Rea miraba desde el ventanal a Nix de manera muy dura pero su atención hacia la joven fue reemplazada por una joven de cabellera dorada con reflejos de plata, su cabello tomado en dos graciosas coletas pero que era el peinado que identificaba a la familia real, y de ojos azul cielo se lanza a los brazos de la joven guerrera.
--¿qué hace la princesa Serenity acá? –preguntó mientras que una gota de sudor recorría por su nuca.

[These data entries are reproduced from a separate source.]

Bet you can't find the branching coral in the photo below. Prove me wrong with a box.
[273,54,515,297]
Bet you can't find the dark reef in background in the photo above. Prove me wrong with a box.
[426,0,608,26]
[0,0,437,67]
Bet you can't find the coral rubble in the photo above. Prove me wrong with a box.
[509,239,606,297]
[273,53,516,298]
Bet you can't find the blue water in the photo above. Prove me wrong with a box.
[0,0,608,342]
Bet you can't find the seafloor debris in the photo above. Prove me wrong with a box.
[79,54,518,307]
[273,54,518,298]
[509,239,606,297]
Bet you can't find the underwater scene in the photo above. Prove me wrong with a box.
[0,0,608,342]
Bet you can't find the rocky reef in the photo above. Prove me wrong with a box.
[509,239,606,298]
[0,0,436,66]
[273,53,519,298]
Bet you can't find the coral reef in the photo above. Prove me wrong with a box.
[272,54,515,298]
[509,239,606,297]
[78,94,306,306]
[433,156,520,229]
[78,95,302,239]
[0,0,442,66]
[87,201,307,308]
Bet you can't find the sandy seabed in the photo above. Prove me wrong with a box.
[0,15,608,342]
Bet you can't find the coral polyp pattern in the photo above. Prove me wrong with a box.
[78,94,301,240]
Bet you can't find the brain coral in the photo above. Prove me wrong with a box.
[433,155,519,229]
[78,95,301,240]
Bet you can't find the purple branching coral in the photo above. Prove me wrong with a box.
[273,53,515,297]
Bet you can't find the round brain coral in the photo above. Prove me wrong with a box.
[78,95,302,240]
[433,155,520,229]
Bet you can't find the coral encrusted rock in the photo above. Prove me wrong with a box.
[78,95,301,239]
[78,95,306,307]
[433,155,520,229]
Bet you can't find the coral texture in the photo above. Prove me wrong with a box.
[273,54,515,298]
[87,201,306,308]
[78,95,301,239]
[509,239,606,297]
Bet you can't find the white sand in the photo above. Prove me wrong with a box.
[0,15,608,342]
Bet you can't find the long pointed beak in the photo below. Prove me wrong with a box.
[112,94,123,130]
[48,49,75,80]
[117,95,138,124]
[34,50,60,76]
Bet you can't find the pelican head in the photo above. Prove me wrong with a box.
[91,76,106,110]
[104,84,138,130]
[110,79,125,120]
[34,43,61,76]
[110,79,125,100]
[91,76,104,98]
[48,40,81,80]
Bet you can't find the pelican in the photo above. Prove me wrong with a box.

--seguramente nuestra reina se conmovió por las lagrimas de su hija por el deseo de ver a su querida hermana mayor –dijo respondiendo a la pregunta de la dama de Urano mientras sonreía enternecida por el cariño de las dos hermanas.
Una sonrisa se dibuja en los labios de Rea mientras miraba a las dos jóvenes.
--Nix protege mucho a su hermana.-
--clara señal de cariño y amor hacia su hermana- prosiguió Hermia.
--tienes razón; además, es la única que logra poner de buen humor a Nix, a pesar que sus ojos siempre se muestran duros y fríos.
--desde sus tres años se empezó a comportar de esa manera –musito Hermia con dejo de tristeza.
--¿y tu hija? –preguntó Rea, tratando de cambiar de tema, ya que no le agradaba en nada en tomar el tema de Nix.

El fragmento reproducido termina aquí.